Example: CO₂ Gas Behavior: Ideal vs Real Gas Comparison
Let’s consider CO₂ gas at 300 K and compare the pressure calculated using both equations.
| Condition | Ideal Gas Pressure (atm) | Van der Waals Pressure (atm) |
|---|---|---|
| 1 mol CO₂, 1 L volume | 24.6 | 22.9 |
The Van der Waals Equation gives a more accurate result as it accounts for molecular attractions and volume effects that are ignored in the Ideal Gas Law.
Ideal Gas vs Real Gas
This table provides a clear summary of the differences between Ideal Gas and Real Gas and explains why they matter in chemical industries.
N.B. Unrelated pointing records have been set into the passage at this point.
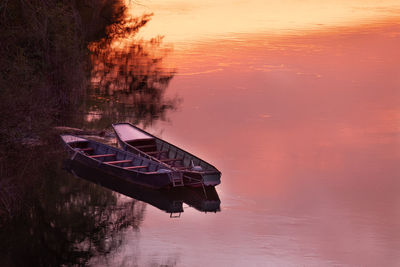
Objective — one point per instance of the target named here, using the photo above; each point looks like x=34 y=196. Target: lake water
x=298 y=105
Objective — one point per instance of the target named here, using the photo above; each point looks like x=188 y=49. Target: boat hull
x=210 y=177
x=154 y=180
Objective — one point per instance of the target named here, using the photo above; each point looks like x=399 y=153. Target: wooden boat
x=196 y=172
x=113 y=161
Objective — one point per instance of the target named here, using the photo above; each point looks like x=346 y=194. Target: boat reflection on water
x=170 y=201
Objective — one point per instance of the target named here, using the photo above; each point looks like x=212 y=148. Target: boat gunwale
x=114 y=148
x=162 y=140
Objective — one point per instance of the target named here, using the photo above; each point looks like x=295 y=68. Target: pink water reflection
x=306 y=131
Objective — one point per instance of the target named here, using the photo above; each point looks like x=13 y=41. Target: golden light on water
x=194 y=20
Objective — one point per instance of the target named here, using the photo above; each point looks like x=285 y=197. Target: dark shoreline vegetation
x=58 y=69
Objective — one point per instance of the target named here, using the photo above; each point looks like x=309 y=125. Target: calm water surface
x=298 y=105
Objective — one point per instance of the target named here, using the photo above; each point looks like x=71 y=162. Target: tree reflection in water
x=66 y=220
x=128 y=80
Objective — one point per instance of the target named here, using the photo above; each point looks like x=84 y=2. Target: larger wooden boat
x=128 y=166
x=196 y=172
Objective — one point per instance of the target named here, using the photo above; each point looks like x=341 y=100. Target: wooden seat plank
x=146 y=146
x=86 y=149
x=170 y=160
x=156 y=152
x=102 y=155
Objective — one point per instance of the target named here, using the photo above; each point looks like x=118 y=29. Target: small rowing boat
x=195 y=171
x=113 y=161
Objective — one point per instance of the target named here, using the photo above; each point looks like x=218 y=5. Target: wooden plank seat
x=136 y=167
x=118 y=161
x=156 y=152
x=85 y=149
x=146 y=146
x=102 y=155
x=170 y=160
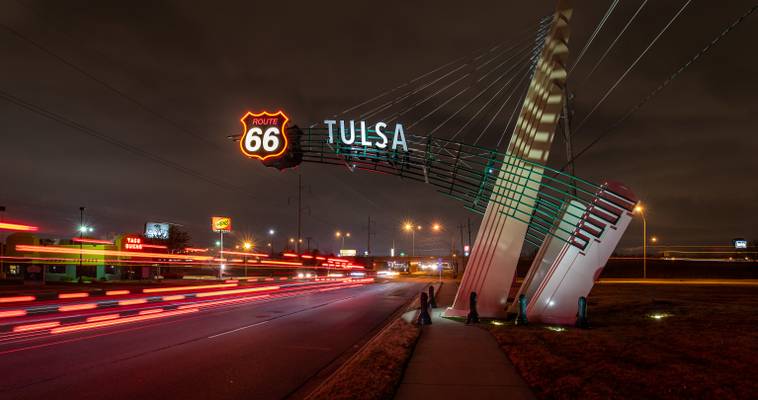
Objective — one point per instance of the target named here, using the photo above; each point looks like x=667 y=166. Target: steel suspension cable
x=594 y=34
x=629 y=69
x=665 y=83
x=608 y=50
x=473 y=99
x=506 y=101
x=468 y=59
x=404 y=96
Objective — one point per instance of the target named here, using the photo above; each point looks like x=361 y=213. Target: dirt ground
x=375 y=372
x=645 y=342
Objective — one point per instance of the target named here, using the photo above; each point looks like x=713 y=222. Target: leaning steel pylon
x=574 y=223
x=492 y=265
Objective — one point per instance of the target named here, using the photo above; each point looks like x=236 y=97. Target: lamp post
x=641 y=211
x=339 y=234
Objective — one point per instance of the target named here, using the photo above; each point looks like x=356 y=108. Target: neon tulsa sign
x=355 y=133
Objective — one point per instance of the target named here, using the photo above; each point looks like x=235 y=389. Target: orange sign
x=132 y=243
x=221 y=224
x=264 y=135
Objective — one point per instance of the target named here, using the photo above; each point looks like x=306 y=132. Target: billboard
x=348 y=252
x=221 y=224
x=156 y=230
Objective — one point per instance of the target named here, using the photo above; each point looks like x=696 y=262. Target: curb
x=398 y=314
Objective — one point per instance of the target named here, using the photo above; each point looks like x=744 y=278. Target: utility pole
x=567 y=137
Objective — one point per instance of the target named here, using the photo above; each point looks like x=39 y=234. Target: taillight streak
x=119 y=321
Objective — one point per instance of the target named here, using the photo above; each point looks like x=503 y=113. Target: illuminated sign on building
x=348 y=252
x=264 y=135
x=132 y=243
x=221 y=224
x=355 y=133
x=156 y=230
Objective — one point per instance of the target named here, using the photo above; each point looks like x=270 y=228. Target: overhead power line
x=666 y=82
x=110 y=87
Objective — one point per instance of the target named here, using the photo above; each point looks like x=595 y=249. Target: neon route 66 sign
x=264 y=135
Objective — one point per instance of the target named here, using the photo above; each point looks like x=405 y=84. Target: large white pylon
x=497 y=248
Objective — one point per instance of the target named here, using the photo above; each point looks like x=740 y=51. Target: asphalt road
x=266 y=350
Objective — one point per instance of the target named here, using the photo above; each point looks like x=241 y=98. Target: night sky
x=690 y=154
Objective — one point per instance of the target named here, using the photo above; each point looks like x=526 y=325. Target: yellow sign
x=221 y=224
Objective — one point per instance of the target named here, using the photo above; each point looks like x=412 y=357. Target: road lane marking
x=238 y=329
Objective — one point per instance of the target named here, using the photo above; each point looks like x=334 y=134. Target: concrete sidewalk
x=455 y=361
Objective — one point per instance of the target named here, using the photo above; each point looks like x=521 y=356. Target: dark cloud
x=689 y=153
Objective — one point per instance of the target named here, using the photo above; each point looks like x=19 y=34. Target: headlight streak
x=26 y=331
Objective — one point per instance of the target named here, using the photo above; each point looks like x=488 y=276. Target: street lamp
x=409 y=227
x=339 y=234
x=641 y=211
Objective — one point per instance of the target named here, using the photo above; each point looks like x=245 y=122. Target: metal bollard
x=581 y=315
x=521 y=319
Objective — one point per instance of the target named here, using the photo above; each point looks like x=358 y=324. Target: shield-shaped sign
x=265 y=135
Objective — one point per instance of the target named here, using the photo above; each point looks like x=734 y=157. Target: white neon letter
x=364 y=142
x=330 y=124
x=343 y=131
x=378 y=128
x=401 y=135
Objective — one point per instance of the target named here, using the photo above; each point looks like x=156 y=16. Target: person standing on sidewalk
x=473 y=314
x=424 y=318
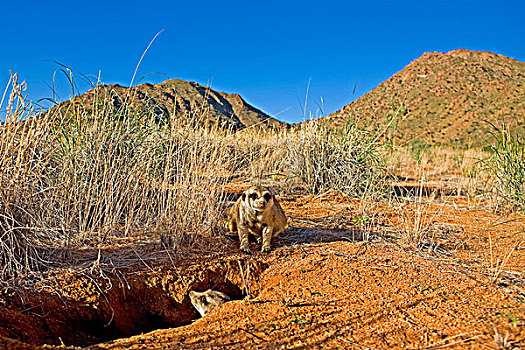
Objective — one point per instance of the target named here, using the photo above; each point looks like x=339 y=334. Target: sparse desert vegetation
x=110 y=213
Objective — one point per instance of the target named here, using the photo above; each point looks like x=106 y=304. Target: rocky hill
x=446 y=98
x=177 y=98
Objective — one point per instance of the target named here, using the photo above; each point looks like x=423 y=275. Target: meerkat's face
x=258 y=197
x=206 y=301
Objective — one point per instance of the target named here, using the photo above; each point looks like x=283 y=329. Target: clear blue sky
x=266 y=51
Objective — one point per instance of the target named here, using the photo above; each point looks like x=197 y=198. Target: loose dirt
x=322 y=286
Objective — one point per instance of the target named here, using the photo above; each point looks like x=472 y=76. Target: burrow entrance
x=89 y=312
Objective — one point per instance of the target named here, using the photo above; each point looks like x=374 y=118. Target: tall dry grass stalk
x=347 y=161
x=507 y=165
x=75 y=177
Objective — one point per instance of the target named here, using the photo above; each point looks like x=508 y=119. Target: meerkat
x=257 y=212
x=206 y=301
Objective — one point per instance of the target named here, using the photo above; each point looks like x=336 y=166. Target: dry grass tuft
x=73 y=178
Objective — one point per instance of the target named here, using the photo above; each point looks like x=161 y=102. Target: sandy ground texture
x=333 y=280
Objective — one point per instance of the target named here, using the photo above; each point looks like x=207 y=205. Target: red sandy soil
x=322 y=286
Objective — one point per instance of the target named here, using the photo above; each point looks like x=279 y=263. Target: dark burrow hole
x=125 y=310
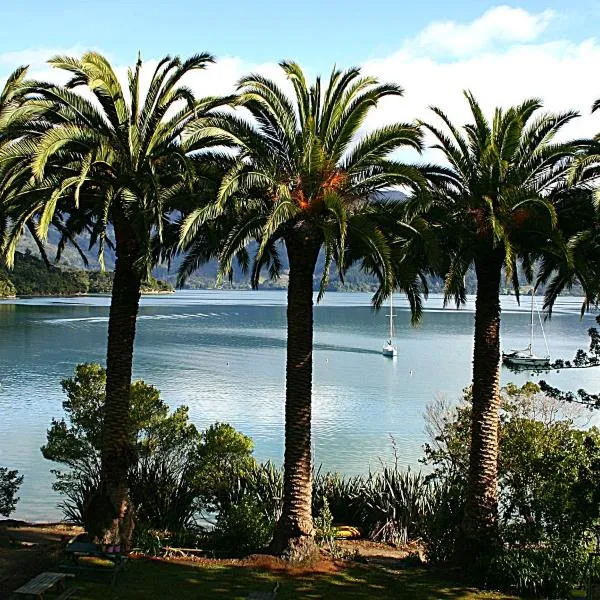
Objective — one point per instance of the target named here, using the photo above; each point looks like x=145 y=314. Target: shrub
x=395 y=504
x=344 y=496
x=10 y=481
x=177 y=467
x=262 y=484
x=442 y=523
x=549 y=490
x=244 y=527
| Property | Ideal Gas | Real Gas |
|---|---|---|
| Molecular volume | Negligible | Considered (volume b) |
| Intermolecular forces | None | Present (a accounts for attractions) |
| Governing Equation | PV = nRT | (P + a(n/V)²) (V - nb) = nRT |
| Behavior at high pressure | Obeys the Law | Deviates; repulsive forces dominate (higher pressure) |
| Behavior at low temperature | Obeys the Law | Deviates; attractive forces dominate (lower pressure) |
| Example gases | Hydrogen, Helium (at STP) | Carbon dioxide CO₂, ammonia NH₃, SO₂ |
Industrial Application
Understanding real gas behavior is essential in chemical and process engineering and these equations are use to design and optimize systems such as:
- Compressors and gas storage tanks
- Reactors operating under high pressure
- Cryogenic systems handling gases at low temperatures
- Vapor–liquid equilibrium (VLE) models in distillation or absorption
Conclusion
This was a detailed article on ideal gas vs real gas. The Ideal Gas Law explains gas behavior under simple conditions, but it loses accuracy at high pressure or low temperature. In those situations, real gas models such as the Van der Waals equation give better predictions.
Knowing when to apply each concept helps engineers make accurate calculations and design safer, more efficient systems.